Are You Experienced? by Jordan Sonnenblick is a skillful melding of contemporary realistic and historical fiction. At its core this is a story about healing. We meet our main character as he is regaining consciousness in the hospital. Within the first few pages we know Rich is the teenaged son of older parents. In those first feeble, unsuccessful attempts to communicate with his parents from his hospital bed we learn that this particular difficulty in reaching them through his physical state mirrors the communication chasm that has existed between Rich and his parents throughout his life.

Sonnenblick surprised me by using a fantasy device in a story that is almost entirely realistic fiction when we discover Rich has time-traveled back to the 1969 Woodstock Music Festival where he meets his 15-year-old father and uncle Michael--whose death occurred before Rich was born, but the spectre of which has shadowed his life. The fantasy plot device is masterfully woven into the dual narratives of modern-day Rich and Rich's experiences with his father's 15-year-old self.

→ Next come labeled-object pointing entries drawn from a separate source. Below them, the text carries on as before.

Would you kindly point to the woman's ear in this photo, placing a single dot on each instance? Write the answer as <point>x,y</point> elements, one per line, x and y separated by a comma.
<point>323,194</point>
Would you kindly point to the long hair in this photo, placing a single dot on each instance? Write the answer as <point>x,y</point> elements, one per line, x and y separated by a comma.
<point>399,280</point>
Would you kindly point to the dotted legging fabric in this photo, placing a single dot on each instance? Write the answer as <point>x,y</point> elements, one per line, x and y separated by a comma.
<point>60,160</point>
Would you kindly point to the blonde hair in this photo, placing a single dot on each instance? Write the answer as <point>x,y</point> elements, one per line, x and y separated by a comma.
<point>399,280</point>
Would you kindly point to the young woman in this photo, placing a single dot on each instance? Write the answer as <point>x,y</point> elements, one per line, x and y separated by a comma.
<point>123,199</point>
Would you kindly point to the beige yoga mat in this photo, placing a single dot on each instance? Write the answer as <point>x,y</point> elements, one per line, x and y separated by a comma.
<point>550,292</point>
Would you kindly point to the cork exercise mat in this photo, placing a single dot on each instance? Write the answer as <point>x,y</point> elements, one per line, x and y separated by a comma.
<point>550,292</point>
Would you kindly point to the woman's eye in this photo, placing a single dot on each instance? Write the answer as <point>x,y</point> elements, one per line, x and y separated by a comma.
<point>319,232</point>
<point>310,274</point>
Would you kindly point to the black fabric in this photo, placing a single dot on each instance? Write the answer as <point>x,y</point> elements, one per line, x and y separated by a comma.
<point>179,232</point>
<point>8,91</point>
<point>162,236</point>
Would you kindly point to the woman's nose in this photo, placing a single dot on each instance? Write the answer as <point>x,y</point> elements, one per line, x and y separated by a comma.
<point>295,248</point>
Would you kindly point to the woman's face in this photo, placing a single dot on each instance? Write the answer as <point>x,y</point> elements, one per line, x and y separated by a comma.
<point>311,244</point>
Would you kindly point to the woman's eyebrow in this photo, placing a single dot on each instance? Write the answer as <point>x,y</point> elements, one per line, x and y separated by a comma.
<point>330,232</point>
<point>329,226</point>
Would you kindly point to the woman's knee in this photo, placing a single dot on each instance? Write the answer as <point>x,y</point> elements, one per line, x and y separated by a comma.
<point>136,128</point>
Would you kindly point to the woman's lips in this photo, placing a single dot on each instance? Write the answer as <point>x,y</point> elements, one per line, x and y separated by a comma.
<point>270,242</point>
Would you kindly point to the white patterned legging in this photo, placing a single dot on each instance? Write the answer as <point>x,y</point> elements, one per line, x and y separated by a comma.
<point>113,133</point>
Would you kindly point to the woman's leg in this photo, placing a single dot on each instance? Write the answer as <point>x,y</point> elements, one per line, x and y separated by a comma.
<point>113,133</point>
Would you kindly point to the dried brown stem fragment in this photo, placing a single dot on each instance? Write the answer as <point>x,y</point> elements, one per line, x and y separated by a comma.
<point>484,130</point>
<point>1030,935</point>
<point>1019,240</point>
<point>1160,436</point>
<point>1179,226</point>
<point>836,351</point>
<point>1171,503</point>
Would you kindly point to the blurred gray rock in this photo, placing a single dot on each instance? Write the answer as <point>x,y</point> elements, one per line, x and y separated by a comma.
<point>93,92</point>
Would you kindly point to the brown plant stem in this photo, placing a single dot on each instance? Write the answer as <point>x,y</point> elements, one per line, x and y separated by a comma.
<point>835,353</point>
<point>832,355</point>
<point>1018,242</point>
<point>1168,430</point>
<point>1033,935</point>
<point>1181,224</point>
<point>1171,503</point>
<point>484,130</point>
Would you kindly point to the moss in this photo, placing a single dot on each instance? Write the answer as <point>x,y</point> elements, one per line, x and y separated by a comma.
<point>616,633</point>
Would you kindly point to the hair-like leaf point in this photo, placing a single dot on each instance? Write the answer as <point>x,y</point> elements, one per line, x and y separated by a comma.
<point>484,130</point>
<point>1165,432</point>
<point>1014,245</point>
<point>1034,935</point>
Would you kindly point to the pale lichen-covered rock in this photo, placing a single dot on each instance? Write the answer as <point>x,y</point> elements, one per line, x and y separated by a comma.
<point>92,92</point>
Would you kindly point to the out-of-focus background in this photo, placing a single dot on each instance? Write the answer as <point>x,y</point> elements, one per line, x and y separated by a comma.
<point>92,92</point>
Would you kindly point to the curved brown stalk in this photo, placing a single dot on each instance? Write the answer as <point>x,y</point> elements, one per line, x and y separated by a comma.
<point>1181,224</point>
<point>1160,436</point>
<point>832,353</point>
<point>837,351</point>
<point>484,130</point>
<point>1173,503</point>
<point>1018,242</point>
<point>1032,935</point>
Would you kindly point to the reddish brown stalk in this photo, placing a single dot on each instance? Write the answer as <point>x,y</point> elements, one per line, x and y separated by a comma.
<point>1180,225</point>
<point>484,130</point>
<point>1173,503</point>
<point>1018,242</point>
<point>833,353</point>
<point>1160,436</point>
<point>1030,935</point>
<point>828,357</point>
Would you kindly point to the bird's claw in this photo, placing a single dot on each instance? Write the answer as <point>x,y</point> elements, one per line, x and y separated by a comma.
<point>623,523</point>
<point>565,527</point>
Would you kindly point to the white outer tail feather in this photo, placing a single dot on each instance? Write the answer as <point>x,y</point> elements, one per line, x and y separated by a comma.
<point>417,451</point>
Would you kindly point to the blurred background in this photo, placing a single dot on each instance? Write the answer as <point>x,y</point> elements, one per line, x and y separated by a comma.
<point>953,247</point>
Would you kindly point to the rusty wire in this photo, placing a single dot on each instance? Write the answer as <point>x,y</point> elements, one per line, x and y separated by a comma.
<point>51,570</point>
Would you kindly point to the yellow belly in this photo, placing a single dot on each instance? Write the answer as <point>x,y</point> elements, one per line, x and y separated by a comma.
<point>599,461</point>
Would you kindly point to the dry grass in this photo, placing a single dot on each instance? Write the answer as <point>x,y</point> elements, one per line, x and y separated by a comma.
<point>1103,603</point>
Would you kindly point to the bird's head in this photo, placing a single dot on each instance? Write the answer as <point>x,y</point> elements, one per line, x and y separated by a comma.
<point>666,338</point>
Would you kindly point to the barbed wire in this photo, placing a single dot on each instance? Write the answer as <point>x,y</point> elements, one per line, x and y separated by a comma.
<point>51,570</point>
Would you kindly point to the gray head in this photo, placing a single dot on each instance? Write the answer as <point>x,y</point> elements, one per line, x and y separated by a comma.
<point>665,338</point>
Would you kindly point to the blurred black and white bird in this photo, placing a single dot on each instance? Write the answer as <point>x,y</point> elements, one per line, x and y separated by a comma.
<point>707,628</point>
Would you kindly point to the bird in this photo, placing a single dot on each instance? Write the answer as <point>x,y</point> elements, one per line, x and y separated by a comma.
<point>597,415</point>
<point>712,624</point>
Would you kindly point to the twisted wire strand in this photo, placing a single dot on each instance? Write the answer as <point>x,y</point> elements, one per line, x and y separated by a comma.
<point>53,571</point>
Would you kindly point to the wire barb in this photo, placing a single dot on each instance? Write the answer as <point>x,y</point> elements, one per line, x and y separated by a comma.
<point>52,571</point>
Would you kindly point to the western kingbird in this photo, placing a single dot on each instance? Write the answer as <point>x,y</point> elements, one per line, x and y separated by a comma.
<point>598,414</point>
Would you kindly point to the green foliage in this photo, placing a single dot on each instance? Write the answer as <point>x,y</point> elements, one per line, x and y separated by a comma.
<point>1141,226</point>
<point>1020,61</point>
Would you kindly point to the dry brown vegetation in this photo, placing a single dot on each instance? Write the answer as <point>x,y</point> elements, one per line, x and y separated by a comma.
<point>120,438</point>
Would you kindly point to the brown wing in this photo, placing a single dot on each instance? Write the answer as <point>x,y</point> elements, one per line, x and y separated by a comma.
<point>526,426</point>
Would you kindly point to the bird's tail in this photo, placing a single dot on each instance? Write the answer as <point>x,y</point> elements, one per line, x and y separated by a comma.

As Rich spends time with his teenaged father and uncle he gains surprising insights into the man he has always known only as his father. He learns of the severe abuse and neglect David and Michael endured throughout their childhood. Dedicated by Sonnenblick to victims of child abuse everywhere, Are You Experienced? paints in stark detail the wreckage child abuse leaves in the lives of its survivors. It portrays in courageous and heartbreaking detail the ways in which a child can survive the immediate physical and mental circumstances of abuse, yet unknowingly carry forward the damaged legacy into the rest of their lives. Remaining alive through abuse does not necessarily equal the opportunity to live. Rich's ability to reach out to his father in their present because of the insights he gains from the past is the first step in helping his father actually begin to live within the possibility of happiness.


I was touched by David's story and by Rich's. It is to Sonnenblick's credit that he creates such genuine, vulnerable characters and relationships and still manages to weave details of the historic Woodstock concert into the narrative--with appearances by Janis Joplin, John Sebastian and Jimi Hendrix, among others.


**This is not recommended for elementary students. I should note that Sonnenblick does portray the drugs and sex at Woodstock truthfully. It is extremely well done: enough details to create an accurate pictures but not so many as to glamorize or provide a how-to manual for younger readers.